It seems like small rations of tasty Mediterranean fare have been slowly taking over menus throughout Britain in recent years, and delicious as they are, our Anglicised versions of Spain’s culinary and cultural staple just don’t cut the mustard when compared to the real deal on holiday. So here is our guide to our favourite Top 5 in the Spanish capital many of which we take in on our gourmet long weekends in Madrid…
- 1. Bocadillo de Calamares
Not strictly a tapa, but supposedly this is the proper way to eat calamares in Madrid. Bocadillos de calamaraes may not be the healthiest thing you’ll eat all day, but they are just downright delicious! These baguette style sandwiches filled with freshly made calamares and a good dollop of mayonnaise and eaten with a good-sized cerveza will keep you going until Spanish (very late) dinnertime.
My Madrilleño friends insist the best in town are here:
El Brillante, Glorieta del Emperador Carlos V 8, Madrid, Spain.
- 2. Tortilla de Patatas
Few things can beat a freshly made tortilla and any decent bar in Madrid will cook to order these rounds of potato-eggy goodness! Most often served in small squares skewered with cocktail sticks, tortilla de patatas is a true staple and soaks up all those pre-dinner cañas (small measures of beer standard on a tapas outing).
There are hundreds of good places to sample tortilla in Madrid, but I particularly enjoy the homemade specialities of La Fragua.
La Fragua Calle de Andres Mellado, 84, 28015 Madrid.
- 3. Pimientos de Padrón
These cheeky little green peppers from Galicia are part of the capiscum family and you can find them fried in olive oil and coarse salt in many bars where the Spanish love their sweet flavour…for the most part. Due to varying levels of capsaicin in each pepper you will sometimes get a spicy surprise whilst munching. The Galicians say “Os pementos de Padrón, uns pican e outros non” (Padron peppers, some are spicy, some are not), though some establishments can “forget” to warn tourists!
My favourite setting to enjoy these delicacies is the mesmerising Mercado de San Miguel, an enormous pagoda-style market with exquisite displays of Spain’s most delicious produce and standing bars to sample a little of what you fancy.
Mercado de San Miguel, Plaza San Miguel, Madrid, Spain
Golden on the outside and oozing creaminess within, no trip to Spain would be complete without sampling croquettas. There are many variations, the most common being “de jamón”, but my personal favourites are those made with Bacalao (cod) or morcilla (Spanish style black pudding). Be careful though about where you order as many places simply deep fry pre-frozen versions, but believe me, there is no comparison with the fresh, real thing!
I adore the croquettas at Alcaravea, a small and passionately run bar/restaurant in the Chamberi neighbourhood.
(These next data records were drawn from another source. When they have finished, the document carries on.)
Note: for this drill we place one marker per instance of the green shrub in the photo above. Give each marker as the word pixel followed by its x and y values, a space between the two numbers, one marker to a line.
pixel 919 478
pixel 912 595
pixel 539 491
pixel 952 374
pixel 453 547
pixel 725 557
Always fresh and often with a modern twist, their versions go fantastically with a glass of wine from their eclectic and ever-changing selection.
Alcaravea, Cea Bermudez 38, 28003 Madrid, Spain
- 5. Patatas Bravas
Madrid’s proudest and most famous contribution to Spain’s tapas culture, this dish of roughly chopped and fried potatoes smothered in a chilli, tomato sauce represent the Madrilleno character itself; big, bold and fiery! The concept of tapas is centred around socialising and traditionally you should eat and drink standing propped against the bar, so grab a cocktail stick, spike a spicy little potato and give in to the Spanish way of life and food!
Las Bravas in Barrio de Las Letras, (the writers quarter) claims to have invented patatas bravas in the 1950s and it certainly seems the locals are sold, as it is always busy here, but well worth elbowing your way to the bar for a real taste of Madrid!
Las Bravas Álvarez Gato, Calle Álvarez Gato, 3, 28012 Madrid.